Propos recueillis par Valentin Delrue.
Bonjour Mélanie, peux-tu te présenter aux lecteurs de Catch & Shoot ?
Je suis née à Calais le 12 Février 1992. Mon attirance pour le basket a commencé à l’âge de 12 ans, pendant ma scolarisation en école primaire. J’ai effectué mes débuts dans ce sport par hasard, compte tenu de mon attirance pour le foot que je pratiquais jeune avec mes oncles. Mes débuts au basket font suite à une demande d’un ami qui évoluait à cette époque dans une équipe d’un club district local (Balzac), et parmi laquelle il manquait un(e) joueur/joueuse. J’ai effectué un an au sein de ce club, avant d’être appelée en fin de saison pour venir effectuer des tests au COB. Mes parents ont eu un peu peur au départ mais ont vite accepté. Je me revois prendre mon petit vélo pour rejoindre la salle (rires).
Concernant les passions, j’adore le sport en général, le foot, le basket que j’ai accroché de suite quand j’ai commencé. J’aime également tous les sports de raquette et la natation. Globalement je suis une personne qui aime beaucoup le sport.
Au niveau de ma scolarité, je suis entrée en section sport étude à Coulogne, puis au moment du lycée se présentait à moi deux opportunités : intégrer une section sport étude au Lycée Sophie Berthelot de Calais ou alors le COB Calais pour le centre de formation. J’ai eu l’occasion plus jeune, de discuter avec des joueuses qui m’ont dit que le centre de formation c’était l’opportunité d’être en contact avec le haut niveau. J’ai ainsi opté pour cette orientation, en poursuivant mes études au Lycée Léonard de Vinci de Calais en enseignement technologique, seul Lycée relié avec le centre de formation du COB. J’ai choisi la filière électronique par dépit au départ mais, à l’issue d’une initiation aux journées portes ouvertes, j’ai vraiment adoré. Aujourd’hui je sais que mon futur (autre que le basket) sera vraiment dans cette branche. À l’issue de mon bac, je souhaitais arrêter pour me consacrer à temps plein au basket. Mais en parlant avec mon Coach, Cyril Sicsic, à l’époque, il m’a incitée à continuer mes études. J’ai donc poursuivi en BTS Assistant Technique de l’Ingénieur, je suis actuellement dans la préparation des derniers oraux qui se dérouleront les 17 et 20 Juin.

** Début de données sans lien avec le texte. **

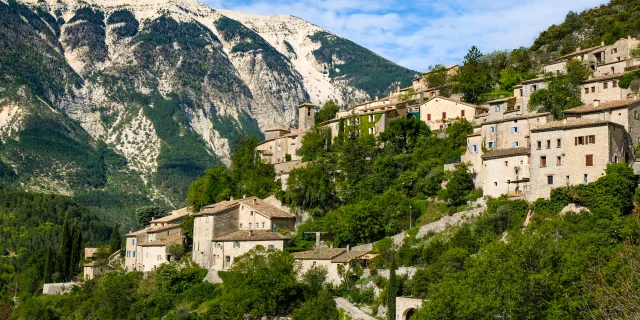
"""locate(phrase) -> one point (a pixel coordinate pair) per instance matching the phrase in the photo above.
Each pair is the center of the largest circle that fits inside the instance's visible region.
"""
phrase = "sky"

On te connaît comme la jeune joueuse du COB (Côte d’Opale Basket Calais) issue du centre de formation, comment gères-tu (ou as-tu géré) ta vie d’étudiante ?
Les débuts sont difficiles. Ça demande une gestion de son temps, car il faut aussi travailler ses cours à côtés. C’est un rythme qu’il faut prendre assez tôt, mes parents m’ont beaucoup aidé. C’est principalement avoir une hygiène de vie seine pour que tout s’accorde.
Sur le plan sportif, en pleine progression, si tu devais définir tes modèles/idoles, qui citerais-tu ? Pourquoi ?
Il y a un joueur que j’adore particulièrement, c’est Stéphane Risacher. Quand on a commencé à avoir Internet à la maison, les matchs de basket diffusés étaient souvent ceux de Stéphane. J’ai toujours été super fan de ce joueur, en plus j’adore les gauchers. J’aime aussi Juan Carlos Navarro, mon ancien coach Julien Lalanne adore ce joueur. Il nous montrait de temps en temps des montages vidéo de lui, et à force de regarder c’est vraiment un (très bon) joueur que j’admire. C’est un joueur imprévisible, et j’adore ça. J’aime m’inspirer de joueurs masculins, par préférence au jeu masculin.
« À mon retour de blessure, j’avais peur »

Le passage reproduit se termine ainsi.